Wednesday, 30 March 2016

The Jehovah's Witness Great Crowd: Reader Comment

The latest issue of the Reachout newsletter, carried an article about The Watchtower Memorial Meal. The article concentrated on the division between the great majority of Jehovah's Witnesses, the Great Crowd, and the Anointed Class, the 144,000, who alone are to partake of the memorial meal. A reader sent in some comments after studying the article and shared some interesting insights into how Jehovah's Witnesses see themselves in the great scheme of things.


'I've just read with interest your article entitled 'The Memorial Meal' in the latest Reachout Trust newsletter. I was  born into the Witnesses in 1967 and remained there until about 26 years ago when I became born again. Most of my family are still in the JW organisation.

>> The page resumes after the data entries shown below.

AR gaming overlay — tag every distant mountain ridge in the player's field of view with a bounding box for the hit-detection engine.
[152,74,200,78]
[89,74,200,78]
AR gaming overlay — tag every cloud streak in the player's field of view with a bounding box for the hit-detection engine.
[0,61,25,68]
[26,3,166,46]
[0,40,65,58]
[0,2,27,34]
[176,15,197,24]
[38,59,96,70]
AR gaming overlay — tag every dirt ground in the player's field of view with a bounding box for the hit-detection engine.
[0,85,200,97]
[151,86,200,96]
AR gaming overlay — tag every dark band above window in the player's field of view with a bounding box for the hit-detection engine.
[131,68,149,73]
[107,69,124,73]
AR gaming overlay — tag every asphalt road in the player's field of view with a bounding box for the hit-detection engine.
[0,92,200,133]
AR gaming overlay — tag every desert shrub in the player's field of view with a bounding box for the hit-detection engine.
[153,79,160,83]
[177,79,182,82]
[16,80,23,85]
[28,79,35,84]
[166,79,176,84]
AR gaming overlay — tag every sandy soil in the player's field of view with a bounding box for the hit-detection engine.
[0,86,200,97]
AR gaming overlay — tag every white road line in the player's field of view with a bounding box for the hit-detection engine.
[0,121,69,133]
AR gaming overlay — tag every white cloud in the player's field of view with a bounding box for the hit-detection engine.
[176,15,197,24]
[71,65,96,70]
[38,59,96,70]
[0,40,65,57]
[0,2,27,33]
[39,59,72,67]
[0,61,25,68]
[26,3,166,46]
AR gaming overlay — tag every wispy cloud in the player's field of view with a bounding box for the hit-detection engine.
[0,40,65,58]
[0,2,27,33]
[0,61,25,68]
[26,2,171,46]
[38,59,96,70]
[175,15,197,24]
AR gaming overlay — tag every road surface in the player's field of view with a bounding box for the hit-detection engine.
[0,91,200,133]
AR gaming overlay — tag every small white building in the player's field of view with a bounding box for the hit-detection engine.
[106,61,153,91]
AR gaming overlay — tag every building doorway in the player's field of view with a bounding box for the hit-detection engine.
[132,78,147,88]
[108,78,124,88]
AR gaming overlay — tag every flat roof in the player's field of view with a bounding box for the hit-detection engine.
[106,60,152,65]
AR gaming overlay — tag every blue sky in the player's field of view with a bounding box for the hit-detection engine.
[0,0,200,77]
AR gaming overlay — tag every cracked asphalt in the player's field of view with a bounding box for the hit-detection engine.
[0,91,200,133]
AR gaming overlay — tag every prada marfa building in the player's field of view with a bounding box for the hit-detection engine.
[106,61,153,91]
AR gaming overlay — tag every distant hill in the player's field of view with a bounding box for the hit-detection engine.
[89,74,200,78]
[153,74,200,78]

I just wanted to point out a couple of things from the article. The 'great crowd' are encouraged to see themselves as having just as close a relationship with the organisation as the 'anointed', the society in every other aspect does not distinguish between the two - neither are expected to have any special 'Jesus bond' their only allegiance from everyone in it is unswerving obedience ( not love or personal relationship - they find this concept extremely odd) to the organisation.

The other interesting fact is when you try and unpick how the 'annointed' know they are in this class - it was only  ever explained as 'they have a feeling' - if anyone partakes when they are regarded as not of this class they are indeed taken aside and firm words (they would say testing out this concept) had with elders who then discuss the validity of whether the person may or may not be 'anointed' - its usually considered to be only very elderly persons who can legitimately claim this. However an interesting aside is that a few years ago the number of supposed 'anointed ones' went up!

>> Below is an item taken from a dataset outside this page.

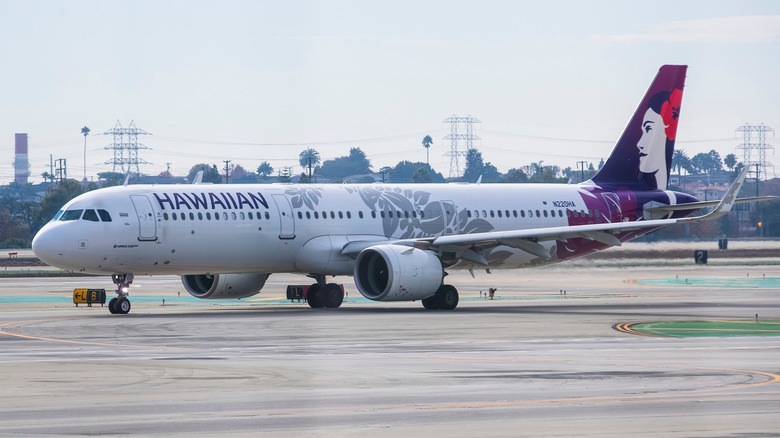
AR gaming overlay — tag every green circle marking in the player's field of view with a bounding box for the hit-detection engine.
[615,320,780,338]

The 'great crowd' are fully aware of their earthly hope and encouraged to believe this is where they are mean't to be. To question this in any form ( even as a child I somehow knew I was meant to live eternally with Jesus but couldn't voice this). Questioning anything draws firm interrogation and risks public reproof or being labelled 
apostate.'


Several valuable lessons may be drawn from these comments:

Firstly, how terrible that Jehovah's Witnesses do not have, nor do they expect to have, any kind of personal relationship with God. I have pointed out many times that, where Jehovah's Witnesses use words from the Lord's prayer, 'hallowed be your name,' to underline the idea of exalting them name - Jesus taught his disciples to pray, 'Our Father...'  Where Jehovah's Witnesses are taught to be glad to know God at a distance, Jesus promised:

'If anyone loves me he will obey my teaching. My Father will love him, and we will come to him and make our home with him.' (John 14:23)

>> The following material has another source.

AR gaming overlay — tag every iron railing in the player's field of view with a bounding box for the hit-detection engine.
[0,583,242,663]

The New Testament is shot through with invitation to a relationship with God. When we witness to Witnesses we are not simply entering into finer points of doctrinal arguments, we are inviting them to enter this relationship.

Secondly, one of the marks of a cult is private interpretation, understandings peculiar to the group or individual, which God has expressly forbidden (2 Peter 1:20). Cult members are bombarded with messages insisting they should simply 'know' in their hearts, and failure to 'know' is a failure of faith. I wonder what the Watchtower Society would make of this person's 'knowing' that she certainly is meant to have a personal relationship with Jesus? How would they test that claim? The Bible? The Bible would be on her side.

It can be, often is, a stressful experience trying to figure out where you fit into the scheme of a cult. Are you being faithful enough in enough things? Outward things, such as 'promotion' to places of authority are usually the only measure of your own progress and so the cult typically falls back on routine and administration to measure 'success.' Instructions come from above, you follow them unquestioningly, and hope it is enough.

Finally, consider for a moment, Thomas, 'Doubting Thomas.' Here is a man who famously doubted the resurrection saying, 'Unless I see the nail marks in his hands and put my finger where the nails were, and put my hand into his side, I will not believe.' (John 20:25)

Yet when Jesus set his face to go to the tomb of Lazarus, and the other disciples warned him of the danger of going so near Jerusalem, it was this same Thomas who said, 'Let us also go, that we may die with him.' (John 11:16) Thomas did not lack conviction, he simply had questions. In such circumstances, wouldn't we all?

Yet we know that, for a Jehovah's Witness, 'Questioning anything draws firm interrogation and risks public reproof, or being labelled 
apostate.'

It is freedom from such chains, and an eternal peace with God (Romans 5:1) that this ministry strives to bring.